がん化学療法看護認定看護師の役割
がん化学療法は1990年代に多くの抗がん剤が登場し、治癒率は大きく改善するようになりました。特に2000年以降は分子標的療法が導入され、今まで以上に治癒率が高まることが期待されています。
しかし、がん化学療法は治療法が難解であることや、副作用に対応する必要が大きいこと、薬物の取り扱いに注意が必要であることなどから、専門性の高い看護師の存在が求められていました。
そんな現場の要望に応えるべく誕生したのががん化学療法看護認定看護師です。
がん化学療法看護認定看護師は専門的な知識を活かし、治療法に関する情報を家族に正しく伝えることや、副作用の対策や対応、薬物を正しく扱うことなどが主な役割です。

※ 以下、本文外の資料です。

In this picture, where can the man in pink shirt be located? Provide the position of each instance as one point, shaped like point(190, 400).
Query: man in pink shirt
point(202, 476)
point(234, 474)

自らが最前線で看護を実践するだけでなく、がん化学療法に関わる他の看護師を教育することも重要な役割となっています。
がん化学療法看護認定看護師の授業内容
共通科目(90時間)
共通科目ではがん化学療法看護だけでなくすべての分野の認定看護師に共通する基本的な知識や技術を学びます。
「リーダーシップ」「文献検索・文献購読」「情報管理」「看護倫理」「指導」「相談」「看護管理」の7科目を履修します。
共通科目を通して認定看護師としての土台となる知識を学び、専門基礎科目や専門科目で得た知識を現場で活用できるようにするための能力を身につけます。
授業は講義形式だけでなく、グループワークを取り入れた参加型の授業が多く取り入れられています。がん化学療法看護以外の分野の受講生とも交流する場面があるので、多角的な視点で自分が選んだ分野を見つめる機会にもなります。
専門基礎科目(120時間)
がん化学療法看護を行う上で必要な腫瘍学や臨床薬理などの基礎となる知識を習得します。がんという病気や化学療法についてをはじめとし、薬物情報、症状マネジメントなどを学びます。
専門科目(150時間)
がん化学療法看護に必要な専門的な知識について学びます。
授業では、「がん化学療法薬の投与管理とリスクマネジメント」「疾患別治療および各レジメンの特徴」「副作用症状のマネジメント」「がん化学療法を受ける患者・家族の心理的・社会的アセスメント」「外来/在宅がん化学療法学療法」などを履修します。
演習(30時間)
抗がん剤の安全で確実な調剤の実施や、実際の投与場面を設定してがん化学療法薬の投与管理の演習を行います。
その他、文献から得られた知見を発表するプレゼンテーション、実習先の医療機関で目にした具体的な事例を報告するケースレポートなどを行います。
実習(225時間)
がん化学療法看護の実習は自施設実習と他施設実習の2種類があります。自施設実習では、がん化学療法薬の投与管理や調剤、患者インタビュー、相談対応などを行います。
他施設実習では、がん化学療法を受ける患者を受け持ち、専門性を活かした看護を実践します。講義で学んだ知識や技術を実際の看護の場面でいかに実践できるかが問われます。
学内ケースレポート発表会(全学科合同)
講義や技術演習、実習先の医療機関で学んだことをすべての学科の学生に共有する発表会です。
自らの発表の準備や発表を通じて、学んだことを振り返りまとめることができる機会になるだけでなく、他の学生の発表から多くのことを学ぶ機会になります。